Tidak Menghakimi
Tidak Menghakimi. Baik Dalam Perkataan Maupun Perbuatan
Oleh: Pdt. Janoe Widyopramono
1 “Jangan kamu menghakimi, supaya kamu tidak dihakimi. 2 Karena dengan penghakiman yang kamu pakai untuk menghakimi, kamu akan dihakimi dan ukuran yang kamu pakai untuk mengukur, akan diukurkan kepadamu. 3 Mengapakah engkau melihat selumbar di mata saudaramu, sedangkan balok di dalam matamu tidak engkau ketahui? 4 Bagaimanakah engkau dapat berkata kepada saudaramu: Biarlah aku mengeluarkan selumbar itu dari matamu, padahal ada balok di dalam matamu. 5 Hai orang munafik, keluarkanlah dahulu balok dari matamu, maka engkau akan melihat dengan jelas untuk mengeluarkan selumbar itu dari mata saudaramu.” – Matius 7:1-5
Tuhan Yesus mengingatkan para murid-Nya untuk tidak menghakimi. Tentu hal ini tidak hanya berlaku bagi para murid pada waktu itu, tetapi juga berlaku bagi kita yang hidup di masa kini. Kata menghakimi berasal dari kata dasar hakim. Menurut KBBI (Kamus Besar Bahasa Indonesia) hakim adalah orang yang mengadili perkara (di pengadilan); pengadil; penilai. Kata menghakimi lalu bermakna ‘mengadili atau berlaku sebagai hakim terhadap’; berlaku sebagai pengadil.

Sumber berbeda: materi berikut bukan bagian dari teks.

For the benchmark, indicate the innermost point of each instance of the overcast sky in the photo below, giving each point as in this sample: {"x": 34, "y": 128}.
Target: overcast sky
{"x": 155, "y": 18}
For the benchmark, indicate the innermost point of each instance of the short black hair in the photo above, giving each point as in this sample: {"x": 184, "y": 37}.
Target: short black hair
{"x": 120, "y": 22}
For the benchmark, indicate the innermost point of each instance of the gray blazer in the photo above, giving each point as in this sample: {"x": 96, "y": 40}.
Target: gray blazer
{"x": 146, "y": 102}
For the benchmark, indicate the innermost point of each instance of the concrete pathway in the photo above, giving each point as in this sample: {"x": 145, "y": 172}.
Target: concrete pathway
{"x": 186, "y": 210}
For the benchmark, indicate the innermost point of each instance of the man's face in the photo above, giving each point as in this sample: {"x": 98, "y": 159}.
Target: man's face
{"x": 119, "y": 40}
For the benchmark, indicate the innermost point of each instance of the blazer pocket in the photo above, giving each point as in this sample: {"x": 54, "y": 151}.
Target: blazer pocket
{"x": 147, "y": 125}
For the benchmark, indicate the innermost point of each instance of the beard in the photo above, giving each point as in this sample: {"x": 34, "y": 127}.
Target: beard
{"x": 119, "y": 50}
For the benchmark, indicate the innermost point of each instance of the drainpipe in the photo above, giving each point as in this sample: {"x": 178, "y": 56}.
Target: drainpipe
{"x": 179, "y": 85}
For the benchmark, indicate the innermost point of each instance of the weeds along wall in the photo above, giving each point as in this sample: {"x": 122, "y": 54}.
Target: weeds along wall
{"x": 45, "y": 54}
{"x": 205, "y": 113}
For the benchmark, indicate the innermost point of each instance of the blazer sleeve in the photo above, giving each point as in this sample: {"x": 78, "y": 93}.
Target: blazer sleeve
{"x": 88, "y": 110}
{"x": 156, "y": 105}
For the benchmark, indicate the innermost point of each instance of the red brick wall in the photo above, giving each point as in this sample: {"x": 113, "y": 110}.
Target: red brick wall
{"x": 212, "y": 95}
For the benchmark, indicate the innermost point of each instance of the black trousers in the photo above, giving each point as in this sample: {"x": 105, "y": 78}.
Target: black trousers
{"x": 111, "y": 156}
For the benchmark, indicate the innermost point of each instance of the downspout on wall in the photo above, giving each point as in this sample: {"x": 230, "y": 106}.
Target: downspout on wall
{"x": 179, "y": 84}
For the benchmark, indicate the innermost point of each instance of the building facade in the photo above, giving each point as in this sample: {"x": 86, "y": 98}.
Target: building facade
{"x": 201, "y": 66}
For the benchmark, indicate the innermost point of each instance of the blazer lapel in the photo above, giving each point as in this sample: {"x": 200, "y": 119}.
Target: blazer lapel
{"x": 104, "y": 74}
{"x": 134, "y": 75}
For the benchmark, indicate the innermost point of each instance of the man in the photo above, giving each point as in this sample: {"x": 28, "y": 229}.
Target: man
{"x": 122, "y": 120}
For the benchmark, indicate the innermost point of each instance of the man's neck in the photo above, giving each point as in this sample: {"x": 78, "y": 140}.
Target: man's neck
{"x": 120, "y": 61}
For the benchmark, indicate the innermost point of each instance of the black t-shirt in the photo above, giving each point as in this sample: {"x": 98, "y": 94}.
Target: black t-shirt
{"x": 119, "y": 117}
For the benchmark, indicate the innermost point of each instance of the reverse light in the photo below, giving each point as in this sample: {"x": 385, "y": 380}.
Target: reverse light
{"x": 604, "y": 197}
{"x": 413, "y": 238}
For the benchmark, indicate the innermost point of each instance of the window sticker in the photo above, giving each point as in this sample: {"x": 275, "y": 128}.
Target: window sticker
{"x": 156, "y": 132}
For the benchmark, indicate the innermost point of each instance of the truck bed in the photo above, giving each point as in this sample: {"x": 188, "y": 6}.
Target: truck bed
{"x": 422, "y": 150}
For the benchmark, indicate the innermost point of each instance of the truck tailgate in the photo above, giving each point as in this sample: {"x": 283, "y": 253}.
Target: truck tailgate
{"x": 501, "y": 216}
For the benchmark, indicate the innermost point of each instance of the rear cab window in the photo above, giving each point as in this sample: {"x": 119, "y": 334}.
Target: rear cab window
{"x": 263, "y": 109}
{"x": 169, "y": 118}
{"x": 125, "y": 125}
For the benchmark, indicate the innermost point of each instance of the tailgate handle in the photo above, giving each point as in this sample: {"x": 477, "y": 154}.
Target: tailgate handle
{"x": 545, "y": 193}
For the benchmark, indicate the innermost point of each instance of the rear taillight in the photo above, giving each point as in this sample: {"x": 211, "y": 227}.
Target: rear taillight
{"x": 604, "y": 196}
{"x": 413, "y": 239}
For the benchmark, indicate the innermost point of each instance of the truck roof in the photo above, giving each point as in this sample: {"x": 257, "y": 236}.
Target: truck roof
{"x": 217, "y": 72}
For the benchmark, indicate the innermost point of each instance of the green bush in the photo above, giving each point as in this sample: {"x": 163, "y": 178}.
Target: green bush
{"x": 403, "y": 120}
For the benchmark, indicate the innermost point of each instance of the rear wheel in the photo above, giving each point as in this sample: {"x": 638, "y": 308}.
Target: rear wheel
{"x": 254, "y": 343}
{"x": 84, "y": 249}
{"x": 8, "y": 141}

Dalam hidup keseharian kita sering melihat bagaimana seseorang dengan mudah menghakimi orang lain, memberi label pada orang lain, disadari atau tidak disadari. Orang mengambil kesimpulan atas karakter, status sosial, profesi dan berbagai hal lain pada diri orang lain hanya berdasarkan perasaan atau apa yang kelihatan, tanpa bukti-bukti obyektif. Menghakimi tidak pernah bermakna positif. Menghakimi selalu memiliki konotasi negatif, merusak relasi, tidak membawa kedamaian, karena penghakiman cenderung melihat sisi negatif serta keburukan orang lain, jauh dari pemahaman akan siapa orang yang sedang kita hakimi. Nelle Harper Lee mengatakan: “You never really understand a person until you consider things from his point of view.” (Nelle Harper Lee; 28 April 1926 – 19 Februari 2016; penulis Amerika; penerima penghargaan Presidential Medal of Freedom 2007).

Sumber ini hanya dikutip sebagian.